# Does space being at right angles to time imply that the expansion or contraction of each occurs in a direction opposite the other's?

The Minkowski diagrams that are employed to illustrate Special Relativity depict changes in the motion of objects through the dimensions of space as occurring within a field (that's otherwise divided only by imaginary lines at right angles to each other), in relation to changes of their motion through that field within the dimension of time. Since it accounts for gravity, General Relativity is more complex than Special Relativity, but I've also seen references to time being "orthogonal to" (meaning that it's "at right angles to") space, in discussions of GR.

Because "spacetime" is a relativistic concept implying that space and time are integral to each other, they can't be separated, under the assumption that GR is as correct as experiments and observations have shown it to be. A surface or volume of material will eventually tear apart if it's pulled, over a certain interval and with equal force, in orthogonal directions that might otherwise have allowed its lengthening as well as its widening, and, since a "tearing apart" of space from time is impossible in GR, I'm consequently assuming that those orthogonal tensions are factors in the development of the curvature that defines gravity in that theory.

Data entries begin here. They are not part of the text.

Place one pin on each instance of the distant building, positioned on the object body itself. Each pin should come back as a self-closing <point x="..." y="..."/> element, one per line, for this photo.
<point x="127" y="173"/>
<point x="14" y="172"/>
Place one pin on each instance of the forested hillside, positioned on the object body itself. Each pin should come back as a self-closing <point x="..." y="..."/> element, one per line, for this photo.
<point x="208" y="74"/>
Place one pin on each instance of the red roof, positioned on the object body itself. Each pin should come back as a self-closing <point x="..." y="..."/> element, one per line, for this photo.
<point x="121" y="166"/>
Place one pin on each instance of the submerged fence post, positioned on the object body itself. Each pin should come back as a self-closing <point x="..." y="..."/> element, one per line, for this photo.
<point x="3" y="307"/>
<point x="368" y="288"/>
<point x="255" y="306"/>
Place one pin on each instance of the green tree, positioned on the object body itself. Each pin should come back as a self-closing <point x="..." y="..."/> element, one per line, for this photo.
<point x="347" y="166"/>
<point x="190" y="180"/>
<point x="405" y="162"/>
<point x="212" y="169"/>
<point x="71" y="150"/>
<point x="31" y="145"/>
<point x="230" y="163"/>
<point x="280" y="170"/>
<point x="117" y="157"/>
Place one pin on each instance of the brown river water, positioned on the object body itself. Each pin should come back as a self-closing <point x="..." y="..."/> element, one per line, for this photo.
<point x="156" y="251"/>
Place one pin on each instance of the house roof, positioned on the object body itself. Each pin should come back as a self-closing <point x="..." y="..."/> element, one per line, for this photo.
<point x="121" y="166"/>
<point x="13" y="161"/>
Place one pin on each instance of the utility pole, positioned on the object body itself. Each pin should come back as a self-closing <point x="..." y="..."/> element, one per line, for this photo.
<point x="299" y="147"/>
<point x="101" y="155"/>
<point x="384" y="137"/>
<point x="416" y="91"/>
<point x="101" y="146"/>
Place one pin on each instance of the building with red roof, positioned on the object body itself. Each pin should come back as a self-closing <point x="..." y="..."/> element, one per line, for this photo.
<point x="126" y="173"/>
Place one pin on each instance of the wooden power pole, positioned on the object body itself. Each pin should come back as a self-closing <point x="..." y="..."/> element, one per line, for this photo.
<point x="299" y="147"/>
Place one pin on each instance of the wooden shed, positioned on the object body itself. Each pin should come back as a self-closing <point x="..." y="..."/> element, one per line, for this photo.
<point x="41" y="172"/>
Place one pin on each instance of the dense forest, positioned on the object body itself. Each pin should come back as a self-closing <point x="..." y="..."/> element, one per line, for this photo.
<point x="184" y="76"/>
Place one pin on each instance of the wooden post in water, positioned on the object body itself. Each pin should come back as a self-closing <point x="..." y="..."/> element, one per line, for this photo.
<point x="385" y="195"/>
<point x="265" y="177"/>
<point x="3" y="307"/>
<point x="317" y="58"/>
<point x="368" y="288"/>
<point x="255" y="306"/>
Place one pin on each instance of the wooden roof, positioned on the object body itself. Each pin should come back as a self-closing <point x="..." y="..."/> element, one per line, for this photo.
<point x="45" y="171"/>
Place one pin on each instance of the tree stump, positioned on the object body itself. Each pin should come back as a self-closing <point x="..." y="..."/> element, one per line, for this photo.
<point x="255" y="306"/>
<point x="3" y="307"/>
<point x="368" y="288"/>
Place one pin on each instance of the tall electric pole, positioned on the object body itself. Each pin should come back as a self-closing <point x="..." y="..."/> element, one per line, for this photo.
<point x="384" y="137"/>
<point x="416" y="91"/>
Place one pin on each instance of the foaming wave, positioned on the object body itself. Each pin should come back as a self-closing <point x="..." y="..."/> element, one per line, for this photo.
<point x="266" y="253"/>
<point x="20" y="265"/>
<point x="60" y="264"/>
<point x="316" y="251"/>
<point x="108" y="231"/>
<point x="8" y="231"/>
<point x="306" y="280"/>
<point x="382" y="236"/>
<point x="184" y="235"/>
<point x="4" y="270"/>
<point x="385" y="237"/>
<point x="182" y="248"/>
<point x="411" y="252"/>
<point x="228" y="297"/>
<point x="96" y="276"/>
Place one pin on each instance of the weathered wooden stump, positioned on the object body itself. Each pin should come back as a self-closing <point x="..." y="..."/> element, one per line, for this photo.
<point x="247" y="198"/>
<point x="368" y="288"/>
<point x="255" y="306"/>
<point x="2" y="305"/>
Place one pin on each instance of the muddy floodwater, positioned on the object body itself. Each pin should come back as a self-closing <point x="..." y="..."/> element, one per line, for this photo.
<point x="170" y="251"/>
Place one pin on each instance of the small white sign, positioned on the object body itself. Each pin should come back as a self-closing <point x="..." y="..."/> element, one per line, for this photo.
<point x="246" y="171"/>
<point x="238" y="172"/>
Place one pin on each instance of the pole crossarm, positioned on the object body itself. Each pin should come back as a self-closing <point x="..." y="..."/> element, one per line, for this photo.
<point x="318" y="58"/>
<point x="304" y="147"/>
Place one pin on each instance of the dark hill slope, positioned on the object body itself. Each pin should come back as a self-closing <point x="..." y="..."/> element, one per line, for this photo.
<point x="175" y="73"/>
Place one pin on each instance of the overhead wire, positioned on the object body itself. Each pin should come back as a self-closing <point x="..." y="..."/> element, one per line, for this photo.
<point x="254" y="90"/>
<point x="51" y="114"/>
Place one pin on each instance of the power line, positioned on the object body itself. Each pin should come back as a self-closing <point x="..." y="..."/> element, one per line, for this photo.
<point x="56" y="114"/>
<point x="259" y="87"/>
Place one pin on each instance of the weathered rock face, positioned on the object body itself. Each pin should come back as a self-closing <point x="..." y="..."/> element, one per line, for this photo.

In a "local universe" within a larger "multiverse", or in any temporal iteration of any universe comprising a sequence of such iterations (such as a "bouncing" cosmology), it would, consequently, seem that the continuity of spacetime would require any expansion of the spatial volume of a universe or other causally-separated region to be accompanied by a contraction of its temporal duration, and vice-versa. (By "vice-versa", I mean that an expansion of its temporal duration would be accompanied by a contraction of its spatial volume, that a contraction of its temporal duration would result in an expansion of its spatial volume, and that a contraction of its spatial volume would result in an expansion of its temporal duration.)

I'd like to know whether this inference is correct or mistaken. (I'm thinking that it might be clearer in the non-Euclidean geometry employed in GR, with which I'm almost completely unfamiliar, and, as well, that the inference's idea of a balancing of spatial against temporal components of reality might have some relation to that "compactification" of extra dimensions which is posited by string theory.)